Automaker General Motors Co., now known as Motors Liquidation Co. (MTLQQ.PK), which emerged from bankruptcy in July, said Tuesday that the Koenigsegg Group AB terminated the agreement to buy its Swedish SAAB brand.
Commenting on the termination of the deal, GM President and Chief Executive Officer, Fritz Henderson said, "We're obviously very disappointed with the decision to pull out of the SAAB purchase. Many have worked tirelessly over the past several months to create a sustainable plan for the future of Saab by selling the brand and its manufacturing interests to Koenigsegg Group AB."

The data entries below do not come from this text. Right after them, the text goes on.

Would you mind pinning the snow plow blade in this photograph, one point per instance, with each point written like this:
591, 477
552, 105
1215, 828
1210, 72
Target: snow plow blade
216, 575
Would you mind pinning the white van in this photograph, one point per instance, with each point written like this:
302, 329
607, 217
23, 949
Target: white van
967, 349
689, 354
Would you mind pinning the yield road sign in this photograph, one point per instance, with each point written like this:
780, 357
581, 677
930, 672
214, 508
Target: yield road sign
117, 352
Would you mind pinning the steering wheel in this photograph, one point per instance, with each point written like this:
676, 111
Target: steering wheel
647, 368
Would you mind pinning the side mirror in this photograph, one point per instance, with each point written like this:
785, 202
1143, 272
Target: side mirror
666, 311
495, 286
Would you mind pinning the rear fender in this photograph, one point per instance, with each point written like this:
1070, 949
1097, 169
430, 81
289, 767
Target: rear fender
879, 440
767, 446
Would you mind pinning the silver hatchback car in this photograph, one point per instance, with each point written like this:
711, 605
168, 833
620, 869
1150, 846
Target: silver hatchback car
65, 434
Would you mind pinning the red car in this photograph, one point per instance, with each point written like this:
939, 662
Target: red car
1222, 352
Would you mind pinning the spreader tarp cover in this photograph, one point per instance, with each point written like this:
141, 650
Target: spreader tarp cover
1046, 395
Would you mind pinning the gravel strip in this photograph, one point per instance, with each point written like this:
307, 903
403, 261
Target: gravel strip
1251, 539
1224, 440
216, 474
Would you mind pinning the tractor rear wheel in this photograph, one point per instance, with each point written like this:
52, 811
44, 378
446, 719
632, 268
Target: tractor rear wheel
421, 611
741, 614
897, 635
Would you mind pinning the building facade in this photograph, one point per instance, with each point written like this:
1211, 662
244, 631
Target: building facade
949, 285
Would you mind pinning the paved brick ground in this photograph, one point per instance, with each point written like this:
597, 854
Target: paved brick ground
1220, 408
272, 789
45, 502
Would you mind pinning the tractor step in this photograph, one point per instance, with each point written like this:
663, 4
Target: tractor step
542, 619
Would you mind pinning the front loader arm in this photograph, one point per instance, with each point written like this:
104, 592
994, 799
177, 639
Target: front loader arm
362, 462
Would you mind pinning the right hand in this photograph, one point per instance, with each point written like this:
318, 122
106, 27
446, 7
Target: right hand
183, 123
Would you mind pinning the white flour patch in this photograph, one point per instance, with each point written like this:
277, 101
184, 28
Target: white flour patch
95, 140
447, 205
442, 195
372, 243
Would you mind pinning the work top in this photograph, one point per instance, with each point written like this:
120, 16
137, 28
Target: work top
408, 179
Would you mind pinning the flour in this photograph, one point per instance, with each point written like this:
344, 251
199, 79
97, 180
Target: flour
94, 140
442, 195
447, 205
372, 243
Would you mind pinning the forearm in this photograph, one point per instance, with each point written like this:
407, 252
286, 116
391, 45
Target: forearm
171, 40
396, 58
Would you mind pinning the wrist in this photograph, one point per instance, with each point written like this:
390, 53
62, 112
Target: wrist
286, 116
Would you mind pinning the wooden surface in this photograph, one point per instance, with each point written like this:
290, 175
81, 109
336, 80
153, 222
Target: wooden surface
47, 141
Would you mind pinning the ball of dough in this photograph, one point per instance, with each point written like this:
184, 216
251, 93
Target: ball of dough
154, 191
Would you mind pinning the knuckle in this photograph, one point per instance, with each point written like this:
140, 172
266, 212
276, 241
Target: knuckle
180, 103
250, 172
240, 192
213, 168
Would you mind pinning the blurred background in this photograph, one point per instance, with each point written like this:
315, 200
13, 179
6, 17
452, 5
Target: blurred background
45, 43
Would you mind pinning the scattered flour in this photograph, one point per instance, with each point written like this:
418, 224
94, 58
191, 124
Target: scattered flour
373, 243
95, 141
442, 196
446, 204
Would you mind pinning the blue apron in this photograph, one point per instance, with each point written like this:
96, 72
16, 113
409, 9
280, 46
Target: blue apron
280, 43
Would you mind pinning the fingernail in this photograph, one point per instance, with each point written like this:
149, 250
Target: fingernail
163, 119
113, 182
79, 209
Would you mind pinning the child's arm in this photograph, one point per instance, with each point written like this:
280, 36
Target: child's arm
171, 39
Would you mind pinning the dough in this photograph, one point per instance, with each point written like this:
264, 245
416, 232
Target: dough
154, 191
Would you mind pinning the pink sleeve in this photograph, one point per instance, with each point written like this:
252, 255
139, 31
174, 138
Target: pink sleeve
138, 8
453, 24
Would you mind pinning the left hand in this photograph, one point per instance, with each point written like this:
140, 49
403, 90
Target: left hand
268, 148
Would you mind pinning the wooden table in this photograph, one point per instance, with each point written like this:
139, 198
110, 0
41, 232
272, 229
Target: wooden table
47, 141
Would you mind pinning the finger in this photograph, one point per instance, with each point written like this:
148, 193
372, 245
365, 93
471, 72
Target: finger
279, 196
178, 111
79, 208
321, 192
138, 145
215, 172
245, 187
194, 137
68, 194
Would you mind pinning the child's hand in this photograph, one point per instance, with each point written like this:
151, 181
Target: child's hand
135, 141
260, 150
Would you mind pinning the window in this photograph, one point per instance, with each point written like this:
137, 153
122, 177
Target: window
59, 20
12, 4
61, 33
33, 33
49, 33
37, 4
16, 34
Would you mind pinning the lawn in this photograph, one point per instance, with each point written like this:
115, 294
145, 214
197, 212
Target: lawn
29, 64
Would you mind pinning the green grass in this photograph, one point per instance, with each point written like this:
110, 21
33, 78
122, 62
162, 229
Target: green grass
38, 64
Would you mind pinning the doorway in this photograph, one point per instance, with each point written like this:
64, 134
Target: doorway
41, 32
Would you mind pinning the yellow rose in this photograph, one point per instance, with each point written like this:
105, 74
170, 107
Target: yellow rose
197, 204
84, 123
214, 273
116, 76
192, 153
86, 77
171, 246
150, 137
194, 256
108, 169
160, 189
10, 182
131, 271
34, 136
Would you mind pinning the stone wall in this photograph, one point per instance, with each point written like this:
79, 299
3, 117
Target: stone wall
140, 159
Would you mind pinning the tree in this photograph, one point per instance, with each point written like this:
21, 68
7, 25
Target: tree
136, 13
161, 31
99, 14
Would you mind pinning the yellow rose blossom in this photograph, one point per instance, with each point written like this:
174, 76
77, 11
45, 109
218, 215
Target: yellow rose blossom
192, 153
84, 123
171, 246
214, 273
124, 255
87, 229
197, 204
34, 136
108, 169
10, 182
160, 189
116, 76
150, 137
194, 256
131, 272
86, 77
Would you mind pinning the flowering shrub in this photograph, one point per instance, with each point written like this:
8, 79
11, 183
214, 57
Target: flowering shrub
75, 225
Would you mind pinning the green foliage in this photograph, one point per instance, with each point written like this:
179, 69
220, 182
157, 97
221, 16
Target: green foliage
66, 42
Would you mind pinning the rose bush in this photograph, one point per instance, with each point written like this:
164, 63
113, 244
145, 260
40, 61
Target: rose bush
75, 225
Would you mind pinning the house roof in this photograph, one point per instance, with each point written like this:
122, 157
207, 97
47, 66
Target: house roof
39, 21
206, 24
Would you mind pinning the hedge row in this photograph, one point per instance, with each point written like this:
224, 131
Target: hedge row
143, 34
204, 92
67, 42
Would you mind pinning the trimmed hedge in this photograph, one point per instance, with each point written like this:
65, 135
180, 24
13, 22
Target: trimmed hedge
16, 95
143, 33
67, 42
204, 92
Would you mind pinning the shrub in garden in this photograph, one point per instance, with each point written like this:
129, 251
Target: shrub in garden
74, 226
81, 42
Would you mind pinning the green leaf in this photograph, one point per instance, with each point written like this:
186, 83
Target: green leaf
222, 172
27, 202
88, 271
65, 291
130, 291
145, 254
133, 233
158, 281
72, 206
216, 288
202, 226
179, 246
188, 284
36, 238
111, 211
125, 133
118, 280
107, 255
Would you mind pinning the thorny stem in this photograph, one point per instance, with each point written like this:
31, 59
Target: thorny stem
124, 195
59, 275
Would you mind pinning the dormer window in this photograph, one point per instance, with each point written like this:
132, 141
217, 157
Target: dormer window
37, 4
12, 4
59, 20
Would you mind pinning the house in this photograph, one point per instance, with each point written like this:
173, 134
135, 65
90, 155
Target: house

GM further noted that given the sudden change in direction, it will take next several days to assess the situation and will advise on the next steps next week.
GM was looking forward to close the deal with the Koeningsegg Group AB, a consortium led by Koenigsegg Automotive AB by the end of the third quarter. The proposed plan included a US$ 600 million funding commitment from European Investment Bank guaranteed by the Swedish government. Saab has filed for reorganization under the Swedish law on February 20, 2009.
On September 9, Koenigsegg Group signed a Memorandum of Understanding with Beijing Automotive Industry Holdings Co. Ltd., or BAIC, to explore growth opportunities in the Chinese and international markets for the products of SAAB Automobile and BAIC. BAIC joined Koenigsegg Group's offer to buy Saab Automobile from GM to propel model development and sales growth.
Under the terms of the MOU, BAIC would have become a non-controlling minority shareholder in Koenigsegg Group. Koenigsegg Group would have owned 100% of SAAB Automobile AB. The intention was to conclude an agreement later this year.
The Detroit, Michigan-based car maker GM had purchased SAAB in a two-part transaction. The first half of the transaction was completed in 1990, while the other half was completed in 2000. GM has been looking for a bidder for its Saab unit since February 2009, when Saab filed for bankruptcy.
In June, SAAB's creditors approved its proposal to pay 25% of about 10.5 billion Swedish Kronor, or US$ 1.46 billion in debts, including almost 10 billion Swedish Kronor owed by the unit to parent GM, and the remaining to auto suppliers and the Swedish government.
On November 3, GM abandoned the sale of German Unit Adam Opel GmbH and British sister brand Vauxhall, citing the improving business environment as well as the brands importance to GM's global strategy. Instead the company reportedly planed to raise about US$ 4 billion from the U.S. and other European governments, including the UK and Spain, as an alternative to selling the units.
Earlier in October, GM signed a definitive agreement with China-based privately owned engineering company, Sichuan Tengzhong Heavy Industrial Machinery Co., Ltd., to sell its premium brand Hummer. Though financial terms of the deal were not disclosed, media reports suggest that GM agreed to sell Hummer to Tengzhong for US$150 million. GM had earlier valued the division at about $500 million.
GM posted 4.1% growth in its sales for October, which was its first year-over-year gain since January 2008. GM's September sales had plunged 45%, and August sales dropped 20%.
Statistics show that GM sold 513 SAABs in the month of October, and 7,441 SAABs in the previous year, representing about 62% decline compared to the year-ago period.
MTLQQ.PK is currently trading at $0.6560, down $0.0130 or 1.94% on a volume of 1.02 million shares.